前回のブログは時間を意識する~機会損失と損切りのはなしでした。

 

お金や自分が手に入れたもの、自分が時間をかけて築いてきたものに執着することで、それを手放すことで入ってくる可能性がある大きな価値を失っていませんか、という話でした。

成功の秘訣は自分を棄てること(蟹喰い猿フーガ)

僕が執着を棄てるということを最初に意識したのは、ある1冊の本がきっかけです。

その本は船戸与一さんの「蟹喰い猿フーガ」という冒険小説です。

 

船戸与一さん(1944~2015)は「猛き箱舟」「蝦夷地別件」「山猫の夏」「伝説なき地」「砂のクロニクル」など骨太な冒険小説を世に出された有名な作家で僕の好きな作家でもあります。で、「蟹喰い猿フーガ」は船戸本の中ではさほど評価されていない作品なのですが、僕的には船戸さんの超大作で人気のある「猛き箱舟」や「蝦夷地別件」に勝るとも劣らない大好きな作品です。船戸本でどれが一番好きかと聞かれれば、「猛き箱舟」を僅差で上回り「蟹喰い猿フーガ」に軍配を上げるでしょう。

 

「蟹喰い猿フーガ」は1996年に発行された本ですが、それ以来黄色いハードカバーのその本をぼろぼろになるほどに何度も繰り返し読んでいて、いわば僕のバイブルと言っても過言ではない、そんな小説なのです。

 

その「蟹喰い猿フーガ」の冒頭で、とある作家が主人公に対してインタビューするシーンがあるのですが、その一部を抜粋して紹介します。

「ただね、成功の秘訣はたったひとつしかない」

「何です?」

「じぶんを棄てること」

「どういうことです、それは?」

「すべての執着心を棄てることです。
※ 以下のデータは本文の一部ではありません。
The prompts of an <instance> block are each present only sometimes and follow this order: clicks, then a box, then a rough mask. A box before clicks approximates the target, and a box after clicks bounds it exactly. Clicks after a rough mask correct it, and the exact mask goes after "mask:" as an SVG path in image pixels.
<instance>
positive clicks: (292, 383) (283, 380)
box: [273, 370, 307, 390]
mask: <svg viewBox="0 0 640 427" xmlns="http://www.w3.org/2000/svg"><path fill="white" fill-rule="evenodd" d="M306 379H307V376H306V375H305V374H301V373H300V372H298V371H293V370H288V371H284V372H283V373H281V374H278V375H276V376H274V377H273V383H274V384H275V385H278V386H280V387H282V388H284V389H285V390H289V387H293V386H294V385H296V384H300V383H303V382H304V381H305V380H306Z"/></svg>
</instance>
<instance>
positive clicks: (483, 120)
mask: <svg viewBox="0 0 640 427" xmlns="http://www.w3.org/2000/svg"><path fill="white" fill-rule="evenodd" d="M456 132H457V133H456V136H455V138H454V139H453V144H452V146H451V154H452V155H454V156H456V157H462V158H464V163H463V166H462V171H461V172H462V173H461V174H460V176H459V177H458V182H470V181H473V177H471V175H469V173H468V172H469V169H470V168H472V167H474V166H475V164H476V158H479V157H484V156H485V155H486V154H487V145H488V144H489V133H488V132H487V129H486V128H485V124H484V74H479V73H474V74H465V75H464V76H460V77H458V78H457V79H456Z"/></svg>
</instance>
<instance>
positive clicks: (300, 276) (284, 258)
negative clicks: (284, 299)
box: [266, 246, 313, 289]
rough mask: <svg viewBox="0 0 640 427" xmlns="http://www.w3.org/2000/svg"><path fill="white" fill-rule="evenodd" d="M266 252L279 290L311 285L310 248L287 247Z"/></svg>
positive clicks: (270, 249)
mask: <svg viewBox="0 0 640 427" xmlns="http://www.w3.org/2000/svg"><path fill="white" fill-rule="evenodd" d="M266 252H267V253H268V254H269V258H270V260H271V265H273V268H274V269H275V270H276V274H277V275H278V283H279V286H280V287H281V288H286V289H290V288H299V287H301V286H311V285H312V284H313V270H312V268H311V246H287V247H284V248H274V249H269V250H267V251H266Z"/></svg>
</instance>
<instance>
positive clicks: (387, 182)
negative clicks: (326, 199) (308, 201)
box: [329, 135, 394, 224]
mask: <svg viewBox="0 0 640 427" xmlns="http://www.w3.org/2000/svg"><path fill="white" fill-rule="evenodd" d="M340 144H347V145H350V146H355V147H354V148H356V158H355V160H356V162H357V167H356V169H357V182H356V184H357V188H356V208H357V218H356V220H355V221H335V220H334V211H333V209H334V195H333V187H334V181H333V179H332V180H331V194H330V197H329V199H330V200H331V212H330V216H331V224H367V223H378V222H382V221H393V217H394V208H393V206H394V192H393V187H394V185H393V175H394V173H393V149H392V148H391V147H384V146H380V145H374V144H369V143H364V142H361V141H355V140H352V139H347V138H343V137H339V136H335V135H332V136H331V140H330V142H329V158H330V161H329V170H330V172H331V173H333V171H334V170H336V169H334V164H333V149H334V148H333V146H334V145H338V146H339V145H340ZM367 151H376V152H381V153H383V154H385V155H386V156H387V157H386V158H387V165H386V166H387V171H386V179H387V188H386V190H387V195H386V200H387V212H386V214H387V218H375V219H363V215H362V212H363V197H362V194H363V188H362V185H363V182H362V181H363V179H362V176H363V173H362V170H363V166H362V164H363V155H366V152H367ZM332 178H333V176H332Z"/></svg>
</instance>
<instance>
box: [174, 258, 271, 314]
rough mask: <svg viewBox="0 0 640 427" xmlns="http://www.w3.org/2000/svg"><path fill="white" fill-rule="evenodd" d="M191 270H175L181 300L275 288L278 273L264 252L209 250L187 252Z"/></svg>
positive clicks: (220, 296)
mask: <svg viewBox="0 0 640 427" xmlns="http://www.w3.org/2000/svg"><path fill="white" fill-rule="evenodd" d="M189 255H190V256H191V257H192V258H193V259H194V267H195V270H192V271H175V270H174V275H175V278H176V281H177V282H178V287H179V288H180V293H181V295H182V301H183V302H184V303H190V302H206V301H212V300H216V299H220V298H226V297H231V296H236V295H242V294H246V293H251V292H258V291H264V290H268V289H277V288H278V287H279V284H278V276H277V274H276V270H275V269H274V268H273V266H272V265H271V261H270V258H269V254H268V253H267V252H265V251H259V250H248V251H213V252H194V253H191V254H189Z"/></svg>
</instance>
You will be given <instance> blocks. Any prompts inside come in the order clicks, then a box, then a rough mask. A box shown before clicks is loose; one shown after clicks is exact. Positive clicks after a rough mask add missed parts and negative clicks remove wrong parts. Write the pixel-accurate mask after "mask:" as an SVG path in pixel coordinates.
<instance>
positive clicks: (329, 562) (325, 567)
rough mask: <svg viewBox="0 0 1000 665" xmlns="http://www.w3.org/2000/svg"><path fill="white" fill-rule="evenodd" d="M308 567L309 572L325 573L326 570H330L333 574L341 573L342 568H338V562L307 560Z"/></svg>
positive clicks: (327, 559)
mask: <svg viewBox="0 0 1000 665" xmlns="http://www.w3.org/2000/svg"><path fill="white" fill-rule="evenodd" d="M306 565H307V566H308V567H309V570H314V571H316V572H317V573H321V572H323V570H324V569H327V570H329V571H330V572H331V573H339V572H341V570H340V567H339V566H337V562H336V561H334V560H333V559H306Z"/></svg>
そしたら、何が起こっても動じなくなる。動じないこころほど強いものはない。詐欺行為自体を愉しめるようになる。その余裕が成功をもたらすんです」

船戸与一「蟹喰い猿フーガ」

これです。このマインドセットです。

まぁ文章を見ておわかりかもしれませんが、主人公は詐欺師なのでその人の言葉をありがたがるのもどうかと思う人もいるかとは思いますが、当時の僕の心を捉えて目を開かせてくれた言葉です。コーチングで言うところの内部表現を書き換えられたひとことです。

 

このセリフで言ってる執着心と前回の記事の執着ではかなりレベルが違いますが、抽象度を上げて見れば言っていることは一緒です。

 

ひとことで言ってしまえば「細かいことは気にするな」ということです。

 

まぁひとことだけ言ってしまいましたが、この部分については、細かい解説なしで出来ればみなさんに「蟹喰い猿フーガ」を読んでもらいたいなぁと思ってます。本を読めばこのセリフが言わんとしていることも臨場感を持って感じられるからです。だからこの本については言いたいことがたくさんあるのですが今回はあえて言いません。

 

「蟹喰い猿フーガ」にはこのセリフ以外でも、Rがゆらがせるセリフがたくさんあり、また登場人物の内部表現が書き換わる瞬間がいくつか出てくるのでそういう意味でもおススメの小説です。(好き嫌いがわかれる内容ではありますが)

 

じぶんを棄てることで強くなる人もいれば、守るべきものがあることで強くなる人もいます。何が正しくて何が正しくないという単純な見方ではなく、この両方を情報空間の中で自由自在に使いこなせるようになることは賢く生きるコツにもなります。

 

ということで古い本なのであまり書店には置いてないかもしれないですが「蟹喰い猿フーガ」おススメです。

蟹喰い猿フーガ (徳間文庫)

今回も最後まで読んでいただき、ありがとうございました。